Roemer’s Law, the brainchild of renowned universal healthcare researcher and activist Milton Roemer, states that in a fully insured society, a hospital bed built is a hospital bed filled. 

If you build it (and make a third party pay the entry fee), they will come.

Roemer believed that if an individual suffered even a minor injury and had access to unlimited “free” medical care, with a faceless third party covering the bill, he would likely seek a doctor’s help. And on the other end of the equation, a doctor who was guaranteed payment from a third party would likely offer the patient treatment for every small ailment.

Although supporters refer to this system as the rich paying their “fair share,” the reality is simply that one group does the majority of the taking, and one group does the majority of the paying. And politically progressive as he was, Roemer admitted that the group doing the taking would do so carelessly, and the group doing the paying would eventually run out of money. This system was unsustainable on its own.

“The Psychology Of Free”

Clearly, Roemer made a valid point. Customers will happily accept free goods and services for which they would not willingly pay, and proprietors will offer unnecessary goods and services when someone is guaranteed to pay for them. 

Not only do both common sense and personal anecdotes attest to this, but numerous studies bear out Roemer’s prediction. Behavioral economist Dan Ariely wrote a whole book about how freebies short-circuit our rational minds, and this tendency extends to health care. An estimated 14 to 25% of Medicare beneficiaries overuse health services at least once per year. 

Despite understanding this tendency, Roemer still insisted that a population should be insured and that health care should be “free.” Unfortunately, as even this staunch socialist had to admit, the world is governed by scarcity. Money, services, personnel, and time are limited. 

Although supporters of universal health care use verbal sleight of hand and pleasant-sounding euphemisms to explain how their plans will work within the laws of mathematics, their suggestions typically boil down to one “solution”: healthcare rationing. And Certificate of Need (CON) Laws, no matter how they are described, function this way.

The Beginning Of The CON

In 1965, President Johnson signed the bill creating Medicare and Medicaid. For anyone struggling to pay medical bills, this “free” care must have seemed like the end of their financial woes. 

But when so many people suddenly had health care with no pesky bills attached, the only way to prevent ballooning systemic costs was to intentionally shrink the supply of available care. Less than a decade after Medicare came to be, the federal government passed the National Health Planning and Resources Development Act of 1974. This act stipulated that any state wishing to keep their “free, government-funded” federal Medicare money must adopt CON legislation.

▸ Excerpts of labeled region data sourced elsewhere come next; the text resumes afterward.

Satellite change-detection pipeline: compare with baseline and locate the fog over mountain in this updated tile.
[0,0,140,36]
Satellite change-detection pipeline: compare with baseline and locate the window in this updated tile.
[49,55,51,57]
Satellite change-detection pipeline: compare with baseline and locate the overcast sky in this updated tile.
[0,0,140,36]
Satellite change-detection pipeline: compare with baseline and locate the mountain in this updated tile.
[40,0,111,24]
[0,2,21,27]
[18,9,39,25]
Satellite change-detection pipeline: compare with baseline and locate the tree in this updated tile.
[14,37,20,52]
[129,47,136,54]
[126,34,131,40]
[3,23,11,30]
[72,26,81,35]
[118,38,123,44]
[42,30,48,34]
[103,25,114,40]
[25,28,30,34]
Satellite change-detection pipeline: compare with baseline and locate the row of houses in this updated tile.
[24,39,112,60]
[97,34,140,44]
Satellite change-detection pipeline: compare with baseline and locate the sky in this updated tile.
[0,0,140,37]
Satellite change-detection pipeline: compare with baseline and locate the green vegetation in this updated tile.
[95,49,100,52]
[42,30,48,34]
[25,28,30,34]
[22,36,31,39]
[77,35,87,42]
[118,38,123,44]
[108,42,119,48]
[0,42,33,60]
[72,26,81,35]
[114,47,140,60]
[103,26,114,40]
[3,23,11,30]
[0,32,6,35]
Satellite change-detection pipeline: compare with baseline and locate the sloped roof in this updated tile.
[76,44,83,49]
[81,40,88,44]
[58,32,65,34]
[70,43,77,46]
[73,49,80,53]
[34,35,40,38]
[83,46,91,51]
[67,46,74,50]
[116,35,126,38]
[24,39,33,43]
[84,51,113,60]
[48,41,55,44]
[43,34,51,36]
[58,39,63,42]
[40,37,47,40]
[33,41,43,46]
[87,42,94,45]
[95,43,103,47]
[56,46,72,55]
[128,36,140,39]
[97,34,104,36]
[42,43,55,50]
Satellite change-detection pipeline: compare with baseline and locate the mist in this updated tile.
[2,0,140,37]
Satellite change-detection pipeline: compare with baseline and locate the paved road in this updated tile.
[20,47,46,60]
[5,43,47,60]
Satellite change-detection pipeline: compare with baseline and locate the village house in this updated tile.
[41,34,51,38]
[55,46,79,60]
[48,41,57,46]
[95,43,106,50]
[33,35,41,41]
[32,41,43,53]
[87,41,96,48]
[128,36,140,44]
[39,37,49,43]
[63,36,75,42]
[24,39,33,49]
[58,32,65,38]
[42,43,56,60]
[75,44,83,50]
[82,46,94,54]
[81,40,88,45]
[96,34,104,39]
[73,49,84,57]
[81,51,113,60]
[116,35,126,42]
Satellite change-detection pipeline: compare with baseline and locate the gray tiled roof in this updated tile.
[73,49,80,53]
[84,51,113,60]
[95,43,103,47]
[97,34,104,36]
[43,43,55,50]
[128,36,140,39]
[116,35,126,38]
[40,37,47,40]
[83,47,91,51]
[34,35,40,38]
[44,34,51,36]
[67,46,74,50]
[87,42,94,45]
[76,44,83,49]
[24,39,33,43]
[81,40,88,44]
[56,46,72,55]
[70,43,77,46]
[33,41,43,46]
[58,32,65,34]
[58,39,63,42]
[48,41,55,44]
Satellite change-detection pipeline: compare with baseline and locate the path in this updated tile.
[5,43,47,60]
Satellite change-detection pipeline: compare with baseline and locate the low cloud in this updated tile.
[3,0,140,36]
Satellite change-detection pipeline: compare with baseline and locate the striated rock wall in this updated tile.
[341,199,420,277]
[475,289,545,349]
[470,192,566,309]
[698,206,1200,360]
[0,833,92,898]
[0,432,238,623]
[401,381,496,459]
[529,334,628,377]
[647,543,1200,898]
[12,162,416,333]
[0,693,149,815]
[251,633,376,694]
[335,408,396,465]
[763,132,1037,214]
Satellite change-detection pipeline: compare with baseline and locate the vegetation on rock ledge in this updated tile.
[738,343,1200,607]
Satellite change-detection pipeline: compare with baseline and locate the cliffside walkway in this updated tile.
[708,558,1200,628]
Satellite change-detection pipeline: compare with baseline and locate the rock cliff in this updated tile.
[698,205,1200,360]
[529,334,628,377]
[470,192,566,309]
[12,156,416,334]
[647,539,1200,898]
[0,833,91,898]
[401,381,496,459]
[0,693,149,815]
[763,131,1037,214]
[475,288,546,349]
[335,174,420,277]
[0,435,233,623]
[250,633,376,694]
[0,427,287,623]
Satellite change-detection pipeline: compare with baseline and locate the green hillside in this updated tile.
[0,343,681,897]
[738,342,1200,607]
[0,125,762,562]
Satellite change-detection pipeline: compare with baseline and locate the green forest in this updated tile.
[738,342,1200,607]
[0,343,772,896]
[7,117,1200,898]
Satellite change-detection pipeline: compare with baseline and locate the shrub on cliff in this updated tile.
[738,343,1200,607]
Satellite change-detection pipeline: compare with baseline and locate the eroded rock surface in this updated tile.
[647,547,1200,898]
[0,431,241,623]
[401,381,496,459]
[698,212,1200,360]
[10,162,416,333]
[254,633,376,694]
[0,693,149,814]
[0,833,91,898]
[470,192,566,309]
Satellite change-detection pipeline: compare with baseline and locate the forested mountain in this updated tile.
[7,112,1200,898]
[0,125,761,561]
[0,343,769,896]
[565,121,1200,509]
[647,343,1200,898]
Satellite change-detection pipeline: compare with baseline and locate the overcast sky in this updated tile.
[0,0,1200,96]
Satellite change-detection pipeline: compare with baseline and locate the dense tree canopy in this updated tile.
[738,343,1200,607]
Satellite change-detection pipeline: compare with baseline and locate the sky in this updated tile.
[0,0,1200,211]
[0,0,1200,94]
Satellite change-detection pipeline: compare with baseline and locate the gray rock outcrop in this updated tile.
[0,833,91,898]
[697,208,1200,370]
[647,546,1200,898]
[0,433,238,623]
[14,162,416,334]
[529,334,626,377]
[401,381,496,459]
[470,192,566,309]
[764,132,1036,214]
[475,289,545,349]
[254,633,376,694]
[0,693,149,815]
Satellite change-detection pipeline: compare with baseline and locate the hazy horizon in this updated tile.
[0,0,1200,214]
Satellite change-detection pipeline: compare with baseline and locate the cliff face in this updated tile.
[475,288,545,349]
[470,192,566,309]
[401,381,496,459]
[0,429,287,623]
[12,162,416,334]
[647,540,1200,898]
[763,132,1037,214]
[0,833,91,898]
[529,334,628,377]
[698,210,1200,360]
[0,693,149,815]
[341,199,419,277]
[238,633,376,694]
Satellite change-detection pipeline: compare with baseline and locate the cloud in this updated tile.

These laws limit the creation and expansion of medical practices in a given area. Even if a physician sees a need, and patients in the area agree a new facility would be helpful, the government and current providers can refuse to allow the new practice to open. Instead of patients and doctors deciding together what health services are necessary, the government decides what will be allowed. 

“Nothing Is So Permanent As A Temporary Government Program” – Milton Friedman

Not surprisingly, 49 states (all but Louisiana) still agreed to adopt CON laws. Between 1965 and 1974, their residents had gotten hooked on “free” health care, and they accepted the strings attached. But over the coming years, the fallout from CON was so spectacular that the federal government admitted it failed, and it rescinded its mandate in 1986

However, 35 states retain CON legislation, and the same people who believe universal health care can work without rationing continue to deny that CON laws are rationing. 

Rationing vs. Running A Business

A popular idea in progressive circles is that charging patients for health care is tantamount to rationing it. By definition, this is wildly inaccurate. Rationing involves “setting limits on purchasing.” Each consumer/patient can buy the same number of Band-Aids. If one badly wounded patient needs more, she cannot start a GoFundMe, ask family for a loan, or pick up extra shifts at work to pay for them. No matter how dire her situation or what effort she makes, she cannot receive the additional Band-Aids. A state with a CON law—a true rationing system—functions this way.

Simply expecting to be paid, however, is not the same as rationing. When a pharmacy customer demands a Band-Aid but explains he has no money to pay for it, and the cashier refuses to serve him, she is not “rationing” his medical care. The product/service is readily available, and he can access it the moment he finds the means to pay for it. No government inefficiency and red tape prevent him. 

Both situations may result in a customer/patient failing to acquire the help he needs. But the situation where a CON law exists is the only one where he is truly helpless. 

Patients needing medical care struggle to convince their legislators to overturn CON laws in their states. Those in urgent need of medical care can’t wait the years sometimes required to receive a certificate of need. Patients needing immediate medical care cannot wait for the government to allot medical care rations.

Patients who worry about rationing in universal health care are right to be concerned. The problem is built into the system. One way these patients can steer legislation in a better direction is to eliminate the health care rationing rules we already have: CON laws.